Participants at the TES workshop discussed the difficulty in monitoring artemisinin resistance in border areas particularly when trying to understand where the infection originally came from. They expressed concern that results found in one country influence that country’s drug policy, but in fact, the infection may have been acquired in another country. But this has also been a problem with in-country mobility of seasonal migrant workers moving across their own country, for instance, forest workers acquiring malaria infection in northwestern Cambodia then returning sick to their home province in the south.

The possible spread or independent emergence of artemisinin resistance out of the GMS region was also discussed. Participants pointed out that it would likely first occur in India, before reaching the African region. This underscored the importance of collaboration between the GMS TES network and Bangladesh, Bhutan, India, Nepal, Sri Lanka (BBINS) Malaria Drug resistance network.

“Meeting organisers invited representatives of the Indian National Institute of Malaria Research to discuss the malaria situation in India, control strategies, treatment policies and share results of their artemisinin resistance tracking studies,” said Dr Maria Dorina Bustos, Malaria Technical Officer, in WHO Thailand.

Though India is not part of the GMS TES network it, however, shares a long border with Myanmar and has a high malaria burden.

“An understanding of the malaria situation in the GMS countries benefits India and helps them to better plan malaria control activities and the tracking of artemisinin resistance, and vice versa,” added Dr. Bustos.

Topmost in the TES workshop discussions were mutations in the malaria parasite that underlie its resistance to artemisinin, which have been pinpointed for the first time. Researchers have identified mutations in the PF3D7_1343700 kelch propeller domain (K-13 propeller) of the parasite in an artemisinin-resistant parasite line, and investigated the prevalence of these mutations in patients with malaria, from samples collected between 2001 and 2012 across various provinces in Cambodia.

The researchers, in their investigations, found that in the provinces where artemisinin resistance is known to exist, the frequency of K-13 propeller mutations increased significantly over time. Conversely, this increase was not observed in provinces where there is no evidence of artemisinin resistance. Furthermore, patients who carried parasites with K-13 propeller mutations took significantly longer to clear the infection (with Day 3 positivity rate in more than 10% of cases) than patients carrying parasites without these mutations.
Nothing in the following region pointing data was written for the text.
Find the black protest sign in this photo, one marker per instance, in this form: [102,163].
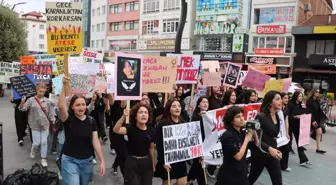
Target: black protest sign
[182,142]
[23,86]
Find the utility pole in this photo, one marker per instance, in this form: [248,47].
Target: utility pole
[183,17]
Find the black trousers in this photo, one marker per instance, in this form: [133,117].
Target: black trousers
[21,123]
[138,171]
[259,162]
[285,156]
[296,131]
[196,172]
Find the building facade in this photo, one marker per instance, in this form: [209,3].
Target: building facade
[159,20]
[271,41]
[315,45]
[36,29]
[221,29]
[99,25]
[122,25]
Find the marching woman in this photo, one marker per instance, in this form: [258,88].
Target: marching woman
[234,144]
[178,171]
[139,165]
[81,141]
[266,154]
[196,170]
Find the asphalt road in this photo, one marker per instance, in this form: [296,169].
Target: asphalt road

By testing for these genetic variants, public-health officials now plan to map malaria strains that are resistant to artemisinin derivatives in the GMS, with the hope of stemming their spread to Bangladesh, India and elsewhere.

Participants agreed that the recent identification of a marker for artemisinin resistance (mutations in K-13 gene) has led to a new working definition for both suspected and confirmed artemisinin resistance which can affect the way decisions are made about changes to drug policy. TES samples from the GMS countries are now undergoing K-13 assays in two reference laboratories in the region.

“In order to make decisions on drug policy change, we can now use TES results as well as the confirmatory results of molecular techniques. Our understanding is that the findings of K13 mutations and their correlation to clinical artemisinin resistance is evolving. For this reason, for the moment, TES results still remain the cornerstone of artemisinin resistance monitoring,” said Dr. Bustos.